Navego, de novo, por páginas em branco.
Recordo, de novo, as histórias que tenho para contar. É assim, tal como nesse
instante em que comecei a escrever a primeira história. O Lopes ficou contente
quando lhe disse. Deve estar mesmo a chegar. O toque, o cheiro, a forma retangular
que impele ao registo das palavras, a tinta que flui e esborrata, por vezes, os
alinhamentos bem desenhados reforçando uma letra nesta página por onde as
palavras navegam. Este é um novo caderno, mas as palavras pertencem à obra por
construir. O Lopes deve estar mesmo a chegar. A máquina dos cafés não descansa,
e o Abílio faz quilómetros neste somatório de slalons por entre as mesas
repletas do restaurante. Escrever, sempre, mais um pouco, todos os dias.
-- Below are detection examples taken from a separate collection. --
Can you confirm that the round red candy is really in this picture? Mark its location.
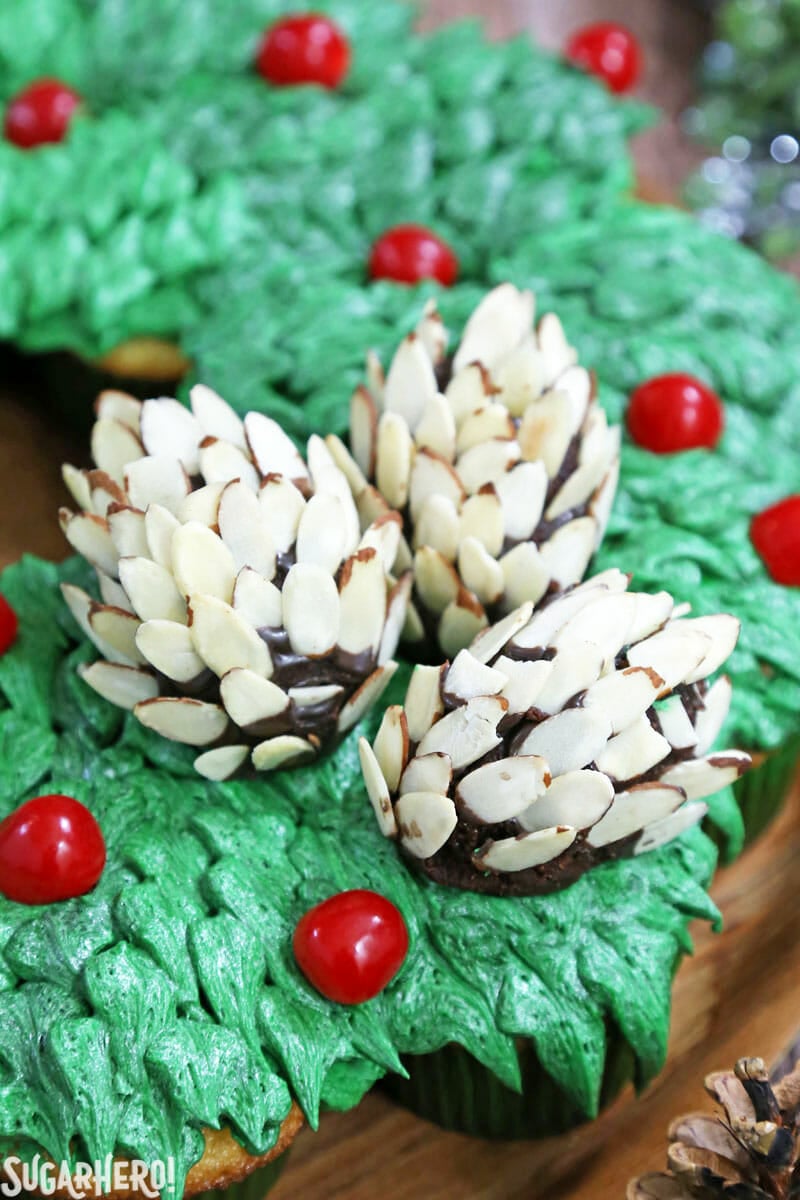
[750,496,800,588]
[255,12,350,89]
[627,374,724,454]
[0,796,106,904]
[369,224,458,288]
[293,889,408,1004]
[0,595,19,654]
[565,20,642,92]
[5,79,80,150]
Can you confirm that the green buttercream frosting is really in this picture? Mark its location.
[0,558,717,1178]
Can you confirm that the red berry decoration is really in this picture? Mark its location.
[750,496,800,588]
[0,796,106,904]
[369,224,458,288]
[627,374,724,454]
[0,596,19,654]
[293,888,408,1004]
[5,79,80,150]
[565,20,642,92]
[255,12,350,89]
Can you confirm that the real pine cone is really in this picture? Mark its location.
[60,386,411,779]
[626,1058,800,1200]
[360,570,750,895]
[327,283,620,658]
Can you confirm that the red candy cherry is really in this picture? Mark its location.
[293,888,408,1004]
[750,496,800,588]
[5,79,80,150]
[255,12,350,88]
[627,374,724,454]
[0,796,106,904]
[565,20,642,92]
[0,596,19,654]
[369,224,458,288]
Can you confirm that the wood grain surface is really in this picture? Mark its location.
[0,0,800,1200]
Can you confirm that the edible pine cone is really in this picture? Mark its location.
[60,386,411,779]
[327,283,620,660]
[360,570,750,895]
[626,1058,800,1200]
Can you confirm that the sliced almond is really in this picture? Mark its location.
[119,558,186,624]
[78,660,158,710]
[587,784,686,846]
[172,521,236,604]
[190,595,272,677]
[456,755,551,824]
[140,396,204,475]
[517,708,610,775]
[359,738,397,838]
[419,696,509,770]
[282,563,339,658]
[590,709,672,781]
[403,664,446,743]
[336,660,397,733]
[133,696,228,746]
[251,733,317,770]
[219,667,289,728]
[194,746,249,784]
[395,792,458,858]
[517,770,614,833]
[136,620,205,683]
[125,454,192,512]
[474,828,577,874]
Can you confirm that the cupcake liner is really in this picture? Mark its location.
[734,733,800,846]
[193,1150,289,1200]
[383,1032,636,1140]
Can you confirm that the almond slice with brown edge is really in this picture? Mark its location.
[133,696,228,746]
[359,738,397,838]
[395,792,458,858]
[59,509,119,580]
[218,481,278,580]
[188,383,247,450]
[473,828,577,872]
[589,709,672,781]
[172,521,236,604]
[417,696,509,770]
[469,601,534,662]
[78,659,158,709]
[336,660,397,733]
[245,413,308,482]
[125,455,192,512]
[403,664,447,744]
[119,558,186,625]
[582,667,663,733]
[517,708,610,775]
[190,595,272,677]
[587,782,686,846]
[456,755,551,824]
[443,649,507,701]
[399,754,452,796]
[136,620,206,683]
[140,396,204,475]
[633,803,709,854]
[219,667,289,728]
[694,676,733,756]
[373,704,409,792]
[517,770,614,833]
[251,733,317,770]
[194,746,249,784]
[661,750,751,800]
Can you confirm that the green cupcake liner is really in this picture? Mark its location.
[193,1150,289,1200]
[383,1033,636,1141]
[734,733,800,846]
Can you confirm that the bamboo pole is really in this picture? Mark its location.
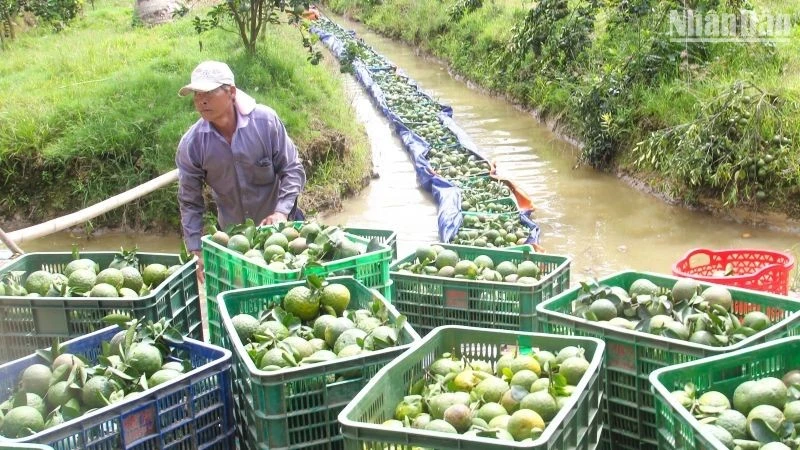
[7,169,178,244]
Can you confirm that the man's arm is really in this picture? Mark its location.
[175,139,205,252]
[269,116,306,215]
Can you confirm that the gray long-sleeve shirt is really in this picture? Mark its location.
[175,105,306,251]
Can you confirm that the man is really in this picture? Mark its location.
[175,61,306,283]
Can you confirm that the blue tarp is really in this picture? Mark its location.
[311,21,540,244]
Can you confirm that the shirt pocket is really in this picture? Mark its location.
[247,158,275,186]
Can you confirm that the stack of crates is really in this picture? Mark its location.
[217,277,419,450]
[0,326,236,450]
[339,326,604,450]
[0,252,203,363]
[537,271,800,450]
[202,222,393,344]
[391,244,571,336]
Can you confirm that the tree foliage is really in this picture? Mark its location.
[194,0,322,59]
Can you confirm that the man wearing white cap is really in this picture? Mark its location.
[175,61,306,281]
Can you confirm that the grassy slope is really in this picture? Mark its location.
[0,0,371,227]
[327,0,800,217]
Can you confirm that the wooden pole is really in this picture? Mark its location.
[0,228,25,256]
[7,169,178,246]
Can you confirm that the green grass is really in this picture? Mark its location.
[0,0,371,229]
[326,0,800,217]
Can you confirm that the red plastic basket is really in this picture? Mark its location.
[672,248,794,295]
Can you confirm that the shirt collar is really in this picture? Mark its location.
[198,107,250,134]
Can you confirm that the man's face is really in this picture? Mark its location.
[194,86,236,123]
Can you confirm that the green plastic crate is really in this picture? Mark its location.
[0,252,203,362]
[391,244,571,336]
[218,277,420,450]
[650,336,800,450]
[339,326,605,450]
[0,442,53,450]
[537,271,800,449]
[202,229,392,344]
[344,227,397,261]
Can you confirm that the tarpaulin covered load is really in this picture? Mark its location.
[311,16,540,248]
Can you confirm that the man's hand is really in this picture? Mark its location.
[261,212,288,225]
[192,250,206,284]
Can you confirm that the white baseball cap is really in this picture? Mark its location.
[178,61,256,114]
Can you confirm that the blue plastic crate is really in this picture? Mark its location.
[0,326,236,450]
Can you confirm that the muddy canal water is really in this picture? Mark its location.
[24,18,800,281]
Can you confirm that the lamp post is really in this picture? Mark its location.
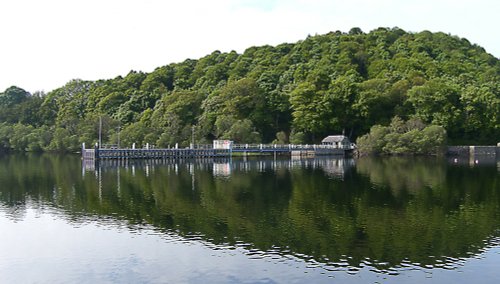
[117,125,120,149]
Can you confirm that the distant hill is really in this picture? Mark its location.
[0,28,500,150]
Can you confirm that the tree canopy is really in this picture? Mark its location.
[0,28,500,151]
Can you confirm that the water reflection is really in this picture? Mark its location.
[0,155,500,275]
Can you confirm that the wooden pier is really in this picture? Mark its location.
[82,142,354,160]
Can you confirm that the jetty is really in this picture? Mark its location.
[82,140,356,160]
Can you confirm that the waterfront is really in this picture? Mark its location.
[0,155,500,283]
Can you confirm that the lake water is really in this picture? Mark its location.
[0,155,500,283]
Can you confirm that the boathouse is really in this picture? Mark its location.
[321,135,351,149]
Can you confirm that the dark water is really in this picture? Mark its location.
[0,155,500,283]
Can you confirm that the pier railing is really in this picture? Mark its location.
[82,144,354,159]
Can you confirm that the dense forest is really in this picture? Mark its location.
[0,28,500,151]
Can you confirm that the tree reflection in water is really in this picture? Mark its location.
[0,155,500,273]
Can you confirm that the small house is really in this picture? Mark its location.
[321,135,351,149]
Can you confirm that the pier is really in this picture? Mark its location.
[82,140,355,160]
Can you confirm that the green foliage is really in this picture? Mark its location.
[357,116,446,155]
[0,28,500,152]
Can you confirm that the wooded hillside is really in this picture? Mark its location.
[0,28,500,151]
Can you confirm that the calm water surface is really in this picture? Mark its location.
[0,155,500,283]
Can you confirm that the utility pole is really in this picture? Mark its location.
[99,116,102,149]
[191,125,194,149]
[117,125,120,149]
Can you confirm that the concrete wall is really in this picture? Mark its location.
[446,146,500,157]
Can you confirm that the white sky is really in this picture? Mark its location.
[0,0,500,93]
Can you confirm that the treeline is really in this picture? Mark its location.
[0,28,500,151]
[357,116,446,155]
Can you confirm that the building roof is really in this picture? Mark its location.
[321,135,349,143]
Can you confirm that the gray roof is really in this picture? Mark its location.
[321,135,349,143]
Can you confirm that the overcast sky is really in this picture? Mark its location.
[0,0,500,93]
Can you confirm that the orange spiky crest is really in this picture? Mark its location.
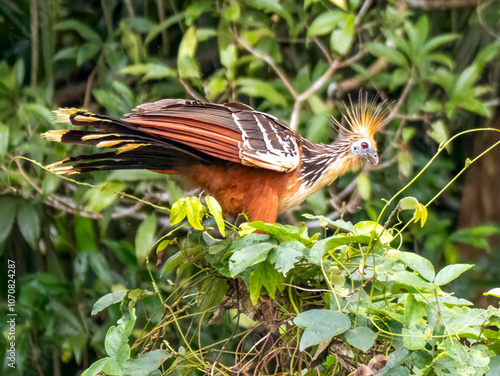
[332,90,390,140]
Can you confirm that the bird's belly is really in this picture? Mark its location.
[179,164,293,223]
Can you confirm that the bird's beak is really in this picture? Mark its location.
[366,150,378,167]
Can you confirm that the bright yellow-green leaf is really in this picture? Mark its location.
[330,0,347,10]
[420,204,427,227]
[135,214,156,262]
[186,197,207,230]
[170,198,187,225]
[483,287,500,298]
[358,174,371,200]
[205,196,226,236]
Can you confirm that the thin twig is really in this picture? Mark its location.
[290,51,364,129]
[236,37,297,98]
[354,0,372,26]
[313,38,333,65]
[30,0,38,86]
[83,54,102,108]
[477,0,500,39]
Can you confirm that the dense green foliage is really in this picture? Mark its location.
[0,0,500,375]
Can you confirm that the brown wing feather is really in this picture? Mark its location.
[124,99,300,172]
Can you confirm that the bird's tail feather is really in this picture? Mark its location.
[42,108,203,175]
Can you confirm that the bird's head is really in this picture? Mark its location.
[333,91,389,166]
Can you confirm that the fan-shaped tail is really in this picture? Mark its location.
[42,108,206,175]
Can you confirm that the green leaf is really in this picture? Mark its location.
[402,328,425,350]
[368,43,409,67]
[404,294,426,329]
[104,308,137,366]
[303,214,355,233]
[83,182,125,212]
[178,26,198,58]
[196,27,217,42]
[186,1,212,26]
[144,12,185,44]
[0,196,17,243]
[357,174,371,201]
[229,242,275,277]
[135,214,156,263]
[434,264,474,286]
[483,287,500,298]
[186,197,207,231]
[91,290,128,316]
[398,196,419,210]
[449,224,500,252]
[160,251,184,277]
[76,43,102,66]
[397,150,413,178]
[81,357,111,376]
[392,252,435,282]
[170,198,187,226]
[16,200,40,248]
[248,263,263,305]
[205,195,226,236]
[88,250,113,286]
[92,89,125,111]
[269,240,306,276]
[307,11,346,38]
[293,309,351,351]
[474,38,500,70]
[244,221,311,245]
[121,63,177,81]
[392,271,433,290]
[344,326,377,351]
[208,76,227,101]
[429,120,450,144]
[309,239,329,265]
[422,34,461,53]
[330,14,355,55]
[177,56,200,78]
[219,43,238,80]
[238,77,287,106]
[258,262,283,299]
[123,350,172,376]
[55,20,102,44]
[224,0,241,21]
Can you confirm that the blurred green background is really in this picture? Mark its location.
[0,0,500,375]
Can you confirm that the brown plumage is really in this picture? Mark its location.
[42,94,387,223]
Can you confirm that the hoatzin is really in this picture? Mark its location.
[42,94,388,223]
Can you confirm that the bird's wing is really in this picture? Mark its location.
[123,99,300,172]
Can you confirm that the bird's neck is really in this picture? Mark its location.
[279,141,362,213]
[301,140,362,190]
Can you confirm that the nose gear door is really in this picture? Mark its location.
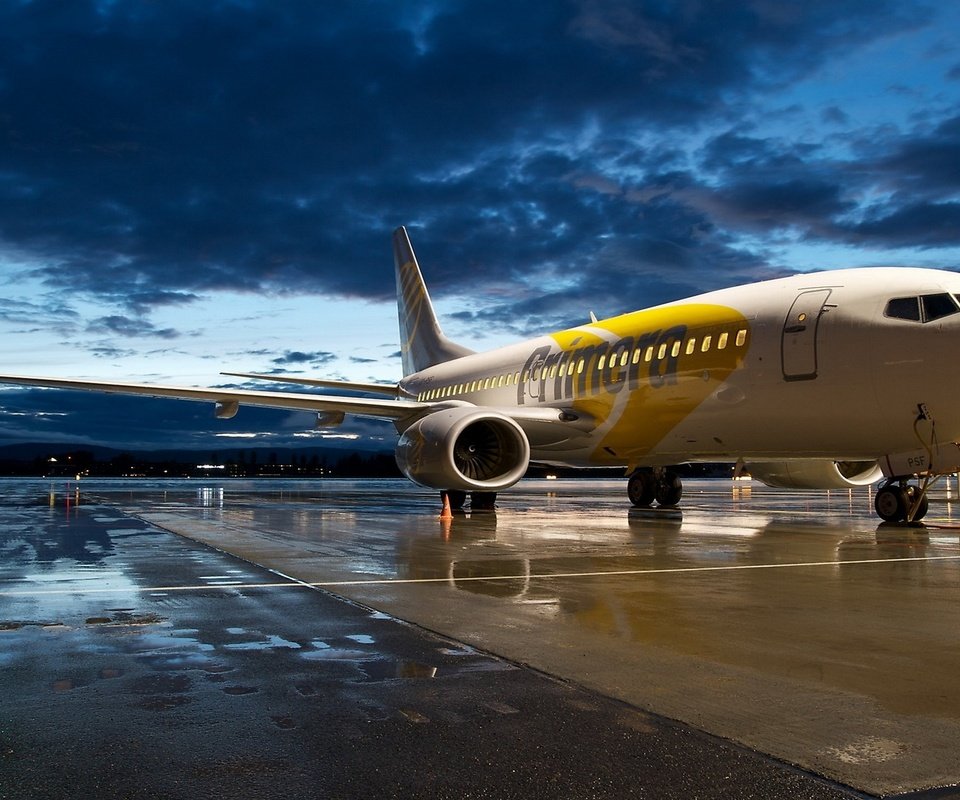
[780,289,832,381]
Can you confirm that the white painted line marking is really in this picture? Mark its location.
[0,554,960,597]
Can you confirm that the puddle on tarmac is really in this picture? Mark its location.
[223,634,300,650]
[357,659,437,681]
[136,694,190,711]
[300,645,374,661]
[344,633,376,644]
[130,673,193,694]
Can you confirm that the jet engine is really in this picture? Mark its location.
[396,408,530,492]
[744,458,883,489]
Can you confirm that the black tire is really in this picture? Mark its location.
[627,472,657,508]
[657,472,683,508]
[873,486,907,522]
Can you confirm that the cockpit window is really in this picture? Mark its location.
[884,292,960,322]
[883,297,920,322]
[920,294,960,322]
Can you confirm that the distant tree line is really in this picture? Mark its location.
[0,450,401,478]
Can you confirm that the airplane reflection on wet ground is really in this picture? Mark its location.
[0,481,960,797]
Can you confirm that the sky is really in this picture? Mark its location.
[0,0,960,449]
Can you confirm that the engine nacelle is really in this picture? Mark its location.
[744,458,883,489]
[396,408,530,492]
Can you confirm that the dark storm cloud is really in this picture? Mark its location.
[87,314,180,339]
[0,0,925,336]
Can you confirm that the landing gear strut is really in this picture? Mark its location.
[627,469,683,508]
[873,478,930,522]
[440,489,497,511]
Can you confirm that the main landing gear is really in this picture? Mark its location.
[627,469,683,508]
[440,489,497,511]
[873,478,930,522]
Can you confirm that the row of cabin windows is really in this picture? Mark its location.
[417,328,747,402]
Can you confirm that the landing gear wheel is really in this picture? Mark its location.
[657,472,683,508]
[873,485,907,522]
[627,472,657,508]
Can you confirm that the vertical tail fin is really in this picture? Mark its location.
[393,227,473,377]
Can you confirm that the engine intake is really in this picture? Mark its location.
[396,408,530,491]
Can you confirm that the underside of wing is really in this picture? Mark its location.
[220,372,400,397]
[0,375,430,421]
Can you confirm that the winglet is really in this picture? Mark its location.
[393,227,473,376]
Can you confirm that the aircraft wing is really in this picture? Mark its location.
[0,375,424,420]
[220,372,400,397]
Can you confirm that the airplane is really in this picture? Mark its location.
[0,227,960,522]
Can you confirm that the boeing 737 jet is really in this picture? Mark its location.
[0,228,960,521]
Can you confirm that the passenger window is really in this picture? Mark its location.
[883,297,920,322]
[920,294,958,322]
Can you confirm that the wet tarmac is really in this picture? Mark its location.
[0,480,960,798]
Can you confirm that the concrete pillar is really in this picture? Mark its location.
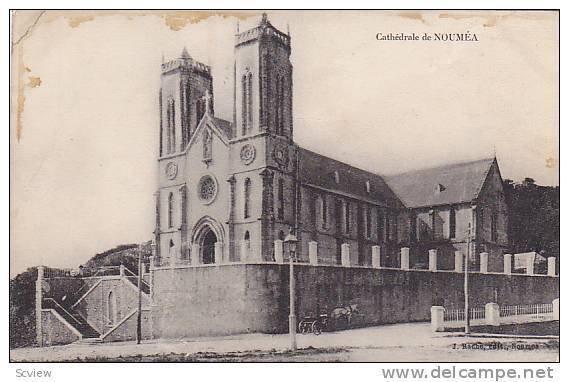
[371,245,381,268]
[36,265,44,346]
[553,298,559,321]
[484,302,500,326]
[504,253,512,275]
[308,241,318,265]
[526,259,535,276]
[480,252,488,273]
[400,247,409,269]
[547,256,556,276]
[213,241,223,264]
[429,249,438,272]
[239,240,250,263]
[431,306,445,332]
[275,240,284,264]
[190,244,200,265]
[454,251,464,273]
[342,243,350,267]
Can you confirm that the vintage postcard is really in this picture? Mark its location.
[9,10,560,368]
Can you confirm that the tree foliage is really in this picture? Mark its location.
[504,178,560,257]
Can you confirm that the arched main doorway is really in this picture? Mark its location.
[200,229,217,264]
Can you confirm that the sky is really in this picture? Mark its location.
[10,11,559,276]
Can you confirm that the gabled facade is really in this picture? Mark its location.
[155,16,508,270]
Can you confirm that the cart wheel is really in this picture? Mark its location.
[312,321,322,335]
[298,321,306,334]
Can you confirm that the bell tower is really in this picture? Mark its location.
[234,13,292,140]
[159,48,213,157]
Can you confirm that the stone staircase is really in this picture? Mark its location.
[42,298,101,340]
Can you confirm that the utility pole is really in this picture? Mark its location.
[464,223,472,335]
[136,244,142,344]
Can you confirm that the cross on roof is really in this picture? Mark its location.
[202,89,213,114]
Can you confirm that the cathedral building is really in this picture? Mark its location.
[155,16,508,270]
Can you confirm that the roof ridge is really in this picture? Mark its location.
[385,157,495,179]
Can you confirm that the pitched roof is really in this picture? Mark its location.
[385,158,495,208]
[211,117,233,139]
[298,147,401,207]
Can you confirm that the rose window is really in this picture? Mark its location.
[198,175,217,202]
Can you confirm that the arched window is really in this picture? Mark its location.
[448,206,456,239]
[107,291,117,325]
[334,171,340,184]
[275,75,284,135]
[202,128,212,161]
[247,73,253,130]
[344,201,350,233]
[243,231,251,249]
[319,195,328,228]
[168,192,174,228]
[243,178,251,219]
[277,178,284,220]
[241,75,249,135]
[166,98,176,154]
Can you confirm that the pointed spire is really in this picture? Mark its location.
[180,47,191,60]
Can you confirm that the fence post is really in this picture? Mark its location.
[431,305,445,332]
[484,302,500,326]
[547,256,556,277]
[429,249,437,272]
[36,265,44,346]
[308,241,318,265]
[480,252,488,273]
[401,247,409,269]
[275,240,284,264]
[504,253,512,275]
[454,251,463,273]
[342,243,350,267]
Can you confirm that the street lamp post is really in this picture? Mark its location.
[464,224,471,335]
[284,230,298,351]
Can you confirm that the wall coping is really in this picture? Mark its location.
[42,308,83,340]
[149,261,559,278]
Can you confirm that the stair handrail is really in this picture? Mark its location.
[44,297,83,325]
[124,266,150,288]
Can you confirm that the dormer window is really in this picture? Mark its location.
[334,171,340,184]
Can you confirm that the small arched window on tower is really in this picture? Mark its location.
[202,128,212,161]
[275,75,284,135]
[166,98,176,154]
[243,178,251,219]
[448,206,456,239]
[168,192,174,228]
[319,195,328,229]
[344,201,351,233]
[277,178,284,220]
[247,73,253,133]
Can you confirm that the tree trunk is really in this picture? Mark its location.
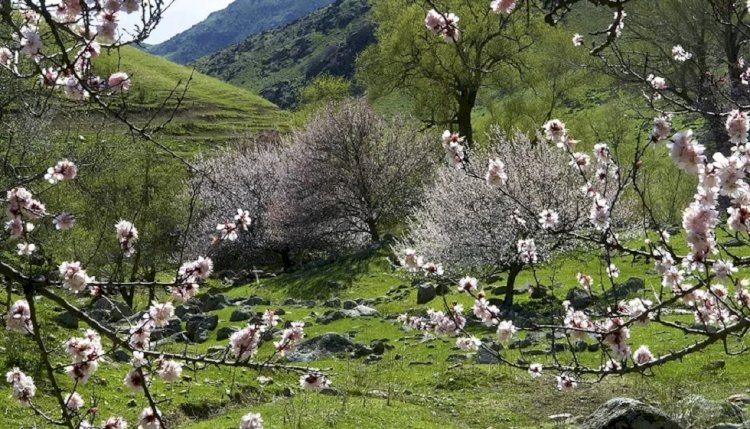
[279,249,294,271]
[367,219,380,241]
[458,88,477,147]
[503,265,523,309]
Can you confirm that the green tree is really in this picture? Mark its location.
[358,0,539,142]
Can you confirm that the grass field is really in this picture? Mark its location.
[5,232,750,429]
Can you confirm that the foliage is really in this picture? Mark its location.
[196,0,373,108]
[148,0,332,64]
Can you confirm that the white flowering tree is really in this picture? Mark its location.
[284,99,440,249]
[0,0,329,429]
[400,1,750,390]
[404,128,594,308]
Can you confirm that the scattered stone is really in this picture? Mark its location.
[353,305,380,317]
[185,314,219,343]
[323,298,341,308]
[604,277,646,298]
[216,326,239,341]
[198,293,231,312]
[243,296,271,307]
[151,319,182,341]
[370,341,385,355]
[287,332,357,362]
[52,311,78,329]
[417,283,437,304]
[565,287,593,310]
[581,398,681,429]
[229,308,253,322]
[703,360,727,371]
[174,304,201,322]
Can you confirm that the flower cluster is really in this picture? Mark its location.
[5,368,36,405]
[65,329,104,384]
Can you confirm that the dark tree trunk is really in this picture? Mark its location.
[458,88,477,147]
[367,219,380,241]
[503,265,523,309]
[279,249,294,271]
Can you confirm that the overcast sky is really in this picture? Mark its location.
[123,0,234,44]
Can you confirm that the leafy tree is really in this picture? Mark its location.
[358,0,536,142]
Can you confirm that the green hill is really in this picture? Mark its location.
[196,0,375,108]
[149,0,331,64]
[97,48,288,141]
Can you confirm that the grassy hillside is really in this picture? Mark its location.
[0,237,750,429]
[149,0,332,64]
[196,0,374,107]
[97,48,288,141]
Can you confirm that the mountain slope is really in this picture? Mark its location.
[96,47,289,141]
[149,0,332,64]
[195,0,375,108]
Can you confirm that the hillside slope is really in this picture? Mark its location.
[149,0,332,64]
[196,0,375,108]
[97,48,288,141]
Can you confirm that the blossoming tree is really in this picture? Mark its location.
[400,0,750,390]
[0,0,330,429]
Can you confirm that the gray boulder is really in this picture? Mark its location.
[287,332,358,362]
[216,326,239,341]
[151,319,182,341]
[174,304,201,322]
[565,287,592,310]
[417,283,437,304]
[198,293,231,311]
[229,308,253,322]
[185,314,219,343]
[581,398,682,429]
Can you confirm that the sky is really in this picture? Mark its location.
[123,0,234,44]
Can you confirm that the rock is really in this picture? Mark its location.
[93,298,133,322]
[445,353,469,362]
[229,308,253,322]
[677,395,747,427]
[353,305,380,317]
[703,360,727,371]
[242,296,271,307]
[216,326,239,341]
[581,398,681,429]
[287,332,357,362]
[417,283,437,304]
[604,277,646,298]
[323,298,341,308]
[185,314,219,343]
[174,304,201,322]
[435,284,451,296]
[323,280,346,290]
[315,310,352,325]
[151,319,182,341]
[474,347,500,365]
[565,287,593,310]
[198,293,231,312]
[727,393,750,405]
[52,311,78,329]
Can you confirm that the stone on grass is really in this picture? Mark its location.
[581,398,682,429]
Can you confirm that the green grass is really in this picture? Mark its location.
[0,236,750,429]
[89,47,289,145]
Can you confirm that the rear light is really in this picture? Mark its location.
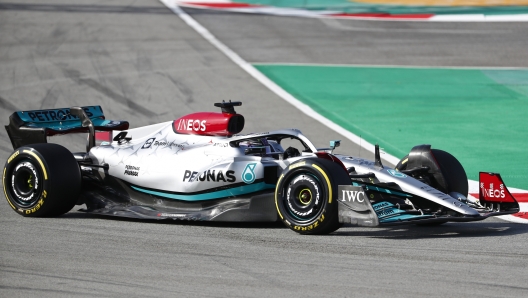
[95,131,112,146]
[315,152,348,173]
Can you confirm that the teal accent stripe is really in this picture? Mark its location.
[130,182,275,201]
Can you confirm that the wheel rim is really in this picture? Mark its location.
[10,160,42,207]
[284,173,324,222]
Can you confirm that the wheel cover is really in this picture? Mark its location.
[8,160,43,207]
[284,173,325,222]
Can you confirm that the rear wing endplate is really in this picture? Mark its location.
[5,106,129,149]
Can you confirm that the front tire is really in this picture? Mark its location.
[2,143,81,217]
[275,159,350,234]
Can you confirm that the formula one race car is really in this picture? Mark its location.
[2,102,519,234]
A mensagem que Helen me enviou dizia-me
que só depois das oito e meia estará livre para conversar:
- “Hello. How r u? I´m working. Call me after
8.30. p.m. XXX :)”
Quando o Lopes chegar mostro-lhe a caneta
que comprei na feira, e este caderno ainda tão vazio para onde a obra irá
transbordar. Aqui também será a sua morada desconhecida. Não vão ser estas
parcas palavras que o irão acalmar, mas sim a boa nova que é esta minha vontade
em concluir o romance, em dar-lhe um rápido andamento, em escutar com atenção
as frases que me são doadas e registá-las com prontidão.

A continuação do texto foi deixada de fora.